Menurut saya, Guardians of the Galaxy Vol. 3 adalah sebuah karya layar lebar yang menjadi bukti bahwa Marvel masih bisa memproduksi film bagus. Tidak seperti karya-karya mereka akhir-akhir ini yang cukup banyak mendapatkan kritikan. Mengapa saya bisa mengatakan seperti itu?
Daftar Isi
Film yang amat personal
Satu hal yang paling melekat dari Guardians of The Galaxy adalah hubungan para anggotanya yang sudah seperti keluarga; terlepas dari kekonyolan dan ketidaksempurnaan yang mereka miliki. Dalam film ini, unsur kekeluargaan tersebut kembali diangkat dan menjadi konflik utama yang menggerakkan cerita.
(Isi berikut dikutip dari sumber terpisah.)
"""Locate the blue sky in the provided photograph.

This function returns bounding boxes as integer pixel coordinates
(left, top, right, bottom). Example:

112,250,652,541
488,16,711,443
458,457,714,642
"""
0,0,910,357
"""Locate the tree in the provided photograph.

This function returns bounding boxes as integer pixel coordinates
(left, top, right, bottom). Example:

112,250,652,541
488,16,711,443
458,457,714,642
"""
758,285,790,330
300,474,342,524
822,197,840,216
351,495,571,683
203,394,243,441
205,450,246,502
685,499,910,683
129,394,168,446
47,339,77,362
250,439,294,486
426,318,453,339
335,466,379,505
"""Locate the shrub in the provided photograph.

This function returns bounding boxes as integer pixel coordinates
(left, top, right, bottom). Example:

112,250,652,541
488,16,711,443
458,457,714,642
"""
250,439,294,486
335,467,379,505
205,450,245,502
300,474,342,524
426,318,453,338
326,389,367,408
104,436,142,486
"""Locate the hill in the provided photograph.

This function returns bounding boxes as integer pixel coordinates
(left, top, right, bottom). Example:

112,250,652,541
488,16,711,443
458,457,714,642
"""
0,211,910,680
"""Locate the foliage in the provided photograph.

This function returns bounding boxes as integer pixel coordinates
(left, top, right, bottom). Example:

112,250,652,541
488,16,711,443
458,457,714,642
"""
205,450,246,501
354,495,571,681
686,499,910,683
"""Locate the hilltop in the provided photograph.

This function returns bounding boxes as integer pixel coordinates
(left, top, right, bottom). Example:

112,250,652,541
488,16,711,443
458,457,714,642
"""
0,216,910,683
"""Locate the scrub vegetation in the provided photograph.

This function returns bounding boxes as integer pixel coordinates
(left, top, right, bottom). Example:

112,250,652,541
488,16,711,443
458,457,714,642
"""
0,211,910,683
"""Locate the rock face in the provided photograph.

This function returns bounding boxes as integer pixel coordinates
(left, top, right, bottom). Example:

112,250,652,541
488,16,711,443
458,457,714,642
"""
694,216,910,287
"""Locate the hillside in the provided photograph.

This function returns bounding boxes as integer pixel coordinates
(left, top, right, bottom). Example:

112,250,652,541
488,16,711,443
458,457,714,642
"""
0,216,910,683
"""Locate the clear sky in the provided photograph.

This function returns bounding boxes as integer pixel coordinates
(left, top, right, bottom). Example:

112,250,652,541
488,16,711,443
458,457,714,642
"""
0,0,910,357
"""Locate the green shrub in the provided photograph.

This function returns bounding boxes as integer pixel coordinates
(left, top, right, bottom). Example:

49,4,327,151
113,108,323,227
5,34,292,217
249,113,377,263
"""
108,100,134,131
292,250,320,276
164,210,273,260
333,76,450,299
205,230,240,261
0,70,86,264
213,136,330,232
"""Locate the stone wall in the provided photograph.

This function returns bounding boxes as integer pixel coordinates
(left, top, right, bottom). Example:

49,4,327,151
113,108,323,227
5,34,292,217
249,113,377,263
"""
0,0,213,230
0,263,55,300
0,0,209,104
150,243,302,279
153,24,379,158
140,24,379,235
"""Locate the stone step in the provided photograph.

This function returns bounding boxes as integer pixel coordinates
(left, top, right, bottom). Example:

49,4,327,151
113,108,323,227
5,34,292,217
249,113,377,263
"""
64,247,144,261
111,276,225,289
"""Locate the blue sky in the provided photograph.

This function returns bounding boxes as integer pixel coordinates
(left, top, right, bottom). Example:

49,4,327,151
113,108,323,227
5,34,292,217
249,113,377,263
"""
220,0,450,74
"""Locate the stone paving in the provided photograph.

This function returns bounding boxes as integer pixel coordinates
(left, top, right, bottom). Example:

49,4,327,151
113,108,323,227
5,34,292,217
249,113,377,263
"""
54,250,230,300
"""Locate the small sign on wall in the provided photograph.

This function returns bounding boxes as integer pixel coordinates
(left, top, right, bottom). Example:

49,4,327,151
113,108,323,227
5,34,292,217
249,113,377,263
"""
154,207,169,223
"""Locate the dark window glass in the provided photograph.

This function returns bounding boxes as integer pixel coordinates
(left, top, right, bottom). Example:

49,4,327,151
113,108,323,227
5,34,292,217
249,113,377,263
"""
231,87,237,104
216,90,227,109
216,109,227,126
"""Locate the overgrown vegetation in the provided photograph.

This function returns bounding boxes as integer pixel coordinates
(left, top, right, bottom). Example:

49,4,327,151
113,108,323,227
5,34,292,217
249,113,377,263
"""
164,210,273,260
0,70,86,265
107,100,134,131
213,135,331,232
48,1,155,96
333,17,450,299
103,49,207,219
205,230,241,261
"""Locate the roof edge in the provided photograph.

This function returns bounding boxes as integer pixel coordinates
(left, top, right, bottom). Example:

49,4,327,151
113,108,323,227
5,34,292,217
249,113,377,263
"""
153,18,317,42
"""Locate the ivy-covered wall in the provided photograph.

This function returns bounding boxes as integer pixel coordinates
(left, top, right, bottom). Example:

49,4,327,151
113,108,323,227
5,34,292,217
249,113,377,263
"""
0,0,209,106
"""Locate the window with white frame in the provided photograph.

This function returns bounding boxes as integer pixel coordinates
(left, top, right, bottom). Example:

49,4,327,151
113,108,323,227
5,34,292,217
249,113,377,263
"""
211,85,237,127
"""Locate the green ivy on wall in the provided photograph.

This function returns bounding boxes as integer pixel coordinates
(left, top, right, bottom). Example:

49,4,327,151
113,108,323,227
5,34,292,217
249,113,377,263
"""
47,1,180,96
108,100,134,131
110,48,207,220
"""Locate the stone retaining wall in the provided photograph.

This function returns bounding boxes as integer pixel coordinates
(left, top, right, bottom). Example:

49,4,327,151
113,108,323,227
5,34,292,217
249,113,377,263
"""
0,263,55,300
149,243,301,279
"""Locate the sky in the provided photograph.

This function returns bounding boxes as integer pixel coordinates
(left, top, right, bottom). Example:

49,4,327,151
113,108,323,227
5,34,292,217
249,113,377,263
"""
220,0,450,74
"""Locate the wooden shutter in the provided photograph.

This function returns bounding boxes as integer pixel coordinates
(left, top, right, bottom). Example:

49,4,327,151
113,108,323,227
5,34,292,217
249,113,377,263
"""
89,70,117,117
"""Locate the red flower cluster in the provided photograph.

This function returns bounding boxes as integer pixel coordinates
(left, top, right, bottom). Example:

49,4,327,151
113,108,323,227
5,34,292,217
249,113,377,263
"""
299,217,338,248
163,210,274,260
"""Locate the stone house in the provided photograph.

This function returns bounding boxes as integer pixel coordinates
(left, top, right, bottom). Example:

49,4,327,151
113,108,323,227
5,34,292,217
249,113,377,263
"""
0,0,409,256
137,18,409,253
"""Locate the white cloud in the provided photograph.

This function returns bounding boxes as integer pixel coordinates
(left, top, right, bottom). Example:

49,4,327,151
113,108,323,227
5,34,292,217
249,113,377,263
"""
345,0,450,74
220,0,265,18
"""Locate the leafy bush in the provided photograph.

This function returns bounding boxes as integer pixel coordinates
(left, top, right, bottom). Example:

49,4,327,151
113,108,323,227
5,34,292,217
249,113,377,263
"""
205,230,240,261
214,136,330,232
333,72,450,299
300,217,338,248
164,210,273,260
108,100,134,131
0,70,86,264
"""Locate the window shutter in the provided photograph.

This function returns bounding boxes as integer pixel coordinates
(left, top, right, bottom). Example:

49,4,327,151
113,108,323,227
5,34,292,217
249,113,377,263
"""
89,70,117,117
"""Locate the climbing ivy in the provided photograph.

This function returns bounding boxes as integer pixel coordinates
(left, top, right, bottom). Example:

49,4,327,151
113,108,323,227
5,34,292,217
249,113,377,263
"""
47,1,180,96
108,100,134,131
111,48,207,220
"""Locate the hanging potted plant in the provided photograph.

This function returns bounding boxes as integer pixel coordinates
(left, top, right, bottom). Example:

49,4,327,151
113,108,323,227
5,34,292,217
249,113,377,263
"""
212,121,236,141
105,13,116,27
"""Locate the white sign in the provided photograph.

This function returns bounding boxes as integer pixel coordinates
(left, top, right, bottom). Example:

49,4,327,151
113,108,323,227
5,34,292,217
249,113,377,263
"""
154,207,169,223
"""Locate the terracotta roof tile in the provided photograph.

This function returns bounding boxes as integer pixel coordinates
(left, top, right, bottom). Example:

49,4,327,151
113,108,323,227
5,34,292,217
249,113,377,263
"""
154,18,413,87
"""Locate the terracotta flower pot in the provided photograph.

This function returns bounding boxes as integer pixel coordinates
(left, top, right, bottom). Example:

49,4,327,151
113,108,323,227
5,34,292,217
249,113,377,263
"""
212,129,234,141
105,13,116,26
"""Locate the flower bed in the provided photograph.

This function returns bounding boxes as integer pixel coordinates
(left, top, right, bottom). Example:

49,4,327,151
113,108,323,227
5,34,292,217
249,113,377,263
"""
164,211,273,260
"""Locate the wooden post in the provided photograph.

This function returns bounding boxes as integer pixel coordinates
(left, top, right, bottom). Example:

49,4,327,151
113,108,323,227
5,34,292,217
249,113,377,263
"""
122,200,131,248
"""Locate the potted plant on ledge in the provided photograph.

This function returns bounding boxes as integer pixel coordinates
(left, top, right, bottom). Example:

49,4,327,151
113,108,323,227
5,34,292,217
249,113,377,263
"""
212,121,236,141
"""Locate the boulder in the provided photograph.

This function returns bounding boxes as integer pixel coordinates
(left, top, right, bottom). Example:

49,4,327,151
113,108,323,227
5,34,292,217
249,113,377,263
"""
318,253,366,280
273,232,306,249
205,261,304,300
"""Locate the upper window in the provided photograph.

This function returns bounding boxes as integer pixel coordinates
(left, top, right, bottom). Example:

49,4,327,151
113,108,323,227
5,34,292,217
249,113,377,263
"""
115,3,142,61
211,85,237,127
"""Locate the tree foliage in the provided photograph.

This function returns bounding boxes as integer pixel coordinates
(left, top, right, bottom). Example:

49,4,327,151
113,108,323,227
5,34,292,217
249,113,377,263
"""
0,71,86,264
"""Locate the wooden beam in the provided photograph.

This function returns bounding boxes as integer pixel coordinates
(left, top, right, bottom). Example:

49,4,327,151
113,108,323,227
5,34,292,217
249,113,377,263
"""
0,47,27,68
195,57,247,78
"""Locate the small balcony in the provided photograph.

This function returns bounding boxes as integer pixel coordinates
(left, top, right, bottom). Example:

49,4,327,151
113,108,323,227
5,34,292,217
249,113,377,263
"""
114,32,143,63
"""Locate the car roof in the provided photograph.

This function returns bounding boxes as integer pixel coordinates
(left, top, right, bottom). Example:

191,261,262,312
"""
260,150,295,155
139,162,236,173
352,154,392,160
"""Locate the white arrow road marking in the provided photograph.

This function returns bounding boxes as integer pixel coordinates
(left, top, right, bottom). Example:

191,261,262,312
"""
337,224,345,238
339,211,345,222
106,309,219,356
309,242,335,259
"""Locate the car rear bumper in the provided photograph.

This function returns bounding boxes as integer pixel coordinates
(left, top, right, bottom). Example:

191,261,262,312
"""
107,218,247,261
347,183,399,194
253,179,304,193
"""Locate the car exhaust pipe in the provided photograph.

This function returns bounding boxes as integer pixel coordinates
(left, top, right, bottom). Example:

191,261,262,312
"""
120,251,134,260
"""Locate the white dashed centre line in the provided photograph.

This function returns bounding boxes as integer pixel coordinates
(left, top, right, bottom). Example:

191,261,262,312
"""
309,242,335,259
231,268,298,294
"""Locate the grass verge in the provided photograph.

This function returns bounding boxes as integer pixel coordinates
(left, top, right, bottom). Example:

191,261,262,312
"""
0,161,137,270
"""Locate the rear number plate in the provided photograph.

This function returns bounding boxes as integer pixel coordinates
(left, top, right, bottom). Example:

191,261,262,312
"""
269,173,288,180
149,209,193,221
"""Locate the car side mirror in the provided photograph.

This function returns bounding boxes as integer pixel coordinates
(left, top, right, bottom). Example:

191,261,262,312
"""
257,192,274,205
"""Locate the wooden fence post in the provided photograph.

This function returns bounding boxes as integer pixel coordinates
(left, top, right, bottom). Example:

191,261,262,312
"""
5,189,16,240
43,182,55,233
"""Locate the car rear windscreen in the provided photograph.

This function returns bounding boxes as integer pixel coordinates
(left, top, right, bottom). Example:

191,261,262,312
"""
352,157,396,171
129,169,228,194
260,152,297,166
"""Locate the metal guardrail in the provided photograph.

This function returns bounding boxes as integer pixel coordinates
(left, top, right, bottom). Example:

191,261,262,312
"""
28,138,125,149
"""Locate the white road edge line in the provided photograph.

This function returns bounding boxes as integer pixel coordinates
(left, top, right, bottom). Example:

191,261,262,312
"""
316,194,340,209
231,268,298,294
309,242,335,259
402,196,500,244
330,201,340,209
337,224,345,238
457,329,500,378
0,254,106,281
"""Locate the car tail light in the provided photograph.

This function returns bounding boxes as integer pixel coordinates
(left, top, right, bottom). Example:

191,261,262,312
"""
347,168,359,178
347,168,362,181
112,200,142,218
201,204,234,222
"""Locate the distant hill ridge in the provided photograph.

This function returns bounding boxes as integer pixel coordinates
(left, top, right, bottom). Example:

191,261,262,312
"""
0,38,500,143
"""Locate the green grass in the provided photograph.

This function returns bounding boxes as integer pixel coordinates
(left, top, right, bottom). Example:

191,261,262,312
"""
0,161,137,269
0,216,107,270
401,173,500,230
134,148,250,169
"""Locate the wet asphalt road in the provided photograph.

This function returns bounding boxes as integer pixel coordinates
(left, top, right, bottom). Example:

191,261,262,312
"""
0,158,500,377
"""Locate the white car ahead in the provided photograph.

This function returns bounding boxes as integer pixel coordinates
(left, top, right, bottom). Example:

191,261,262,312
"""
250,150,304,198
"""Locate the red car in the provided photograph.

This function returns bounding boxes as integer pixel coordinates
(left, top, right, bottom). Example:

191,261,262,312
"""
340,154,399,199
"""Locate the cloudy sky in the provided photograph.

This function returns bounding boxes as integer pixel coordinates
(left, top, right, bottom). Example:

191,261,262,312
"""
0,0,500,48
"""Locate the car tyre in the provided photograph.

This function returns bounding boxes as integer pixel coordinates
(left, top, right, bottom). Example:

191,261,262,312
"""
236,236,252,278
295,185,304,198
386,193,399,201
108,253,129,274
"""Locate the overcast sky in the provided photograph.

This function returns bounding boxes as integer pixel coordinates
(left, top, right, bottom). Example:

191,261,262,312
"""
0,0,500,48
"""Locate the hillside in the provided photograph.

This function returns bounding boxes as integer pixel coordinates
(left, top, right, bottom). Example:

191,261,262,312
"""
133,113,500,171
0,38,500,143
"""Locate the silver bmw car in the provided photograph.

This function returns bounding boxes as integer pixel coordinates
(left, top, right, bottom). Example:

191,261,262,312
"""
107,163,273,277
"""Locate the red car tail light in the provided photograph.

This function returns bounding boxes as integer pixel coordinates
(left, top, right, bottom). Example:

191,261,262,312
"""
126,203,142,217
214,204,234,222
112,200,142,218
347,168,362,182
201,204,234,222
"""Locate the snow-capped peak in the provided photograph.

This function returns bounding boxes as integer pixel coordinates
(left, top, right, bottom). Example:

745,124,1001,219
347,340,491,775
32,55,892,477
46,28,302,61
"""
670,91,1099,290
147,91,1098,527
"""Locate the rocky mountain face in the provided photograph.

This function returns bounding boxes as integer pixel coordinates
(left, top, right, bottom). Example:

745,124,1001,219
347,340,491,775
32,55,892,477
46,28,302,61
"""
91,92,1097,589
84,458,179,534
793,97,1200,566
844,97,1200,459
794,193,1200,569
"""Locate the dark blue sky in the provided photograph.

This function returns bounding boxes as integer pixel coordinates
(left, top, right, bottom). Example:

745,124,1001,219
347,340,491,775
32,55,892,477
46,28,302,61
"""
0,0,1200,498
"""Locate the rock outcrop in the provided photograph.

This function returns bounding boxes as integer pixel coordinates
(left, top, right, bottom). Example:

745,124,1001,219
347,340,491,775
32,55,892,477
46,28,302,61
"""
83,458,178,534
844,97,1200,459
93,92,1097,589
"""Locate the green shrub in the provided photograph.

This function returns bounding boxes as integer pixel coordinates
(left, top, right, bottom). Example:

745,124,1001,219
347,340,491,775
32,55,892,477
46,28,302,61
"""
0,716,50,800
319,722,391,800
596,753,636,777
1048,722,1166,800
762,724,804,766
Secara garis besar, Guardians of the Galaxy Vol. 3 memusatkan konfliknya pada hubungan antara Rocket (Bradley Cooper) dan High Evolutionary (Chukwudi Iwuji), sosok antagonis yang menyiksa Rocket ketika ia masih belia sehingga ia dapat tumbuh menjadi “rakun” yang cerdas seperti sekarang.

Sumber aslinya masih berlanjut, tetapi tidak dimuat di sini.